Materials and methods
Adult specimens of S. chrysophrii were obtained from the gills of experimentally infected gilthead seabream. An in vitro dose-response assay was performed to evaluate the survival of parasites exposed to selected pharmacological compounds. The trials were conducted in duplicate, in 24-well plates, with 10 worms per well. Worm s were observed at various times post-exposure (p.e. ) using a binocular microscope, and survival was registered for each of the compounds. Survival data were analyzed using nonlinear regression models fitted to normalized dose-response curves in order to determine the lethal dose 50 (LD50), which is the concentration that results in a 50% mortality rate among the worms. We determined the LD50 at different times p.e., with special focus on the short-term effect (less than 2 hours p.e.).
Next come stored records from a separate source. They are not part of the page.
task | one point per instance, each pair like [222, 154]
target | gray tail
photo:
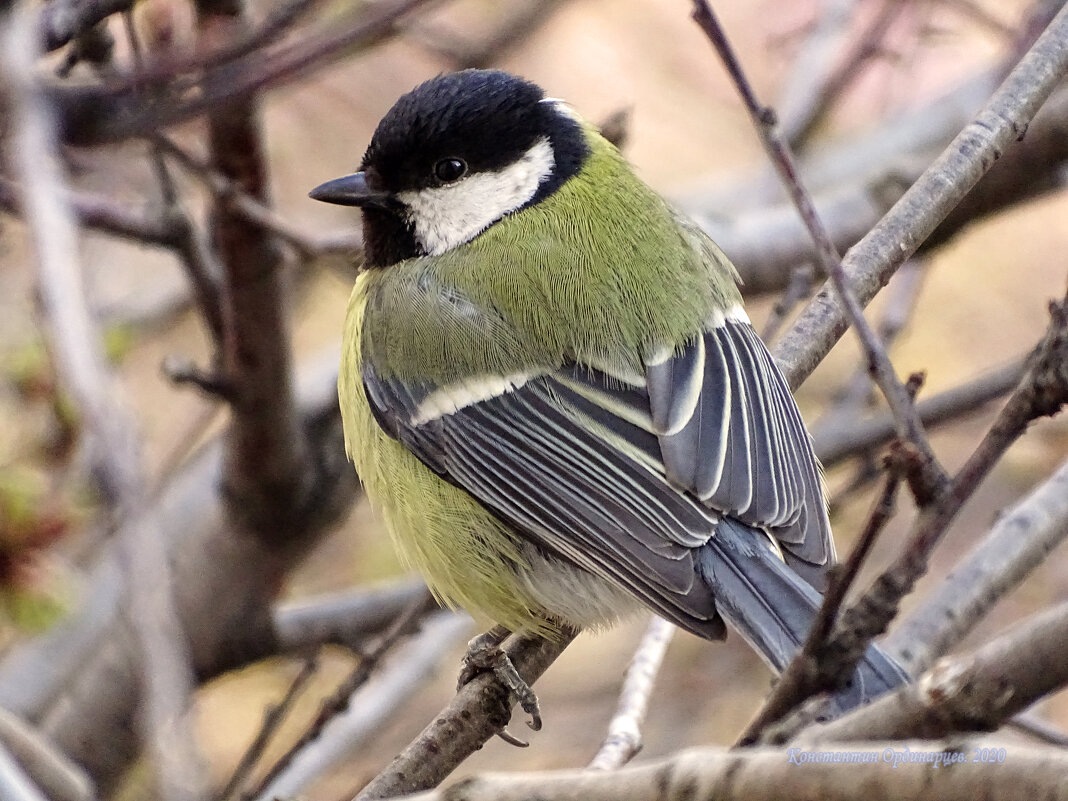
[772, 608]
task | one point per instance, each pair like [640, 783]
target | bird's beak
[350, 190]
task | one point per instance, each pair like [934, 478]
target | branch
[827, 659]
[930, 478]
[100, 214]
[268, 476]
[338, 703]
[975, 692]
[624, 738]
[517, 26]
[62, 20]
[846, 439]
[870, 263]
[374, 706]
[1017, 544]
[78, 679]
[478, 711]
[57, 776]
[880, 771]
[113, 449]
[347, 618]
[93, 115]
[14, 784]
Moribund or dead worms were fixed for histological examination to assess sublethal effects. We used scanning electron microscopy (SEM) to evaluate the effects of the treatments on the ultrastructure of the parasites’ tegument upon exposure to the LD50_2h (n = 10 specimens/treatment). We also used immuno labelling approaches to investigate the MOA of the drugs at the level of the musculature and cytoskeleton.
Results
Three of the 4 salicylanilides tested resulted highly effective killing the parasites in vitro . According to their LD50 at 2h p.e , they ranked as follows (Figure 1) : niclosamide (0.06792 µM) , ME1.62 (0.08778 µM), closantel (2.294 µM) and CG047 (188.6 µM).
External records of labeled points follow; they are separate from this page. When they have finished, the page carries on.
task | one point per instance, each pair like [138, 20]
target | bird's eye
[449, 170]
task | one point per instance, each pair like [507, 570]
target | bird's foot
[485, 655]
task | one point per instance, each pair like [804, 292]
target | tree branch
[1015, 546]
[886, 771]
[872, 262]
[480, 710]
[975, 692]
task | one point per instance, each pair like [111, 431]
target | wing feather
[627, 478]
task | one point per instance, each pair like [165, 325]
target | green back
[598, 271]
The primary MOA of this chemical family is related to uncoupling of the mitochondrial oxidative phosphorylation and eventually disturbing ATP production. Based on this, morphological analysis of exposed worms revealed an antero-posterior body contraction for the three most effective salicylanilides tested. Examination by SEM evidenced that the severe body contraction affected the surface of the parasites’ tegument, compared to control untreated worms. The tegument formed deep transverse folds and ridges in all parasites exposed to the treatments. The parasite’s haptor, the organ for attachment to the gill filaments provided with two rows of clamps, was also severely affected by the drug treatments. Muscle contraction provoked clamp opening after treatment with closantel and ME1.62 , whereas niclosamide induced clamp opening accompanied by the retraction of the clamps within their tegumental sheaths. Additionally , it caused erosive damage in some tegument areas (Figure 2).
Conclusions
Niclosamide and closantel are routinely used as antihelminthic agents in both human and veterinary medicine, targeting parasite motility and essential physiological processes. This study offers new insights into the mode of action (MOA) of three salicylanilide -based compounds, contributing to a deeper understanding of their efficacy and specific effects on S. chrysophrii . The primary MOA of this pharmacological class is linked to disruption of the parasite’s energy metabolism, which in this study led to severe muscle fiber contraction, resulting in body shortening and clamp opening, ultimately followed by death. The high effectiveness of some tested compounds was particularly noteworthy, with niclosamide and ME1.62 demonstrating efficacy at doses more than 1,000 times lower than praziquantel, a n anthelmintic with known effectivity against polyopisthocotyleans.
Funding
This work was supported by Grant PID2022-136914OB-I00 funded by MICIU/AEI/10.13039/501100011033 and by FEDER, UE.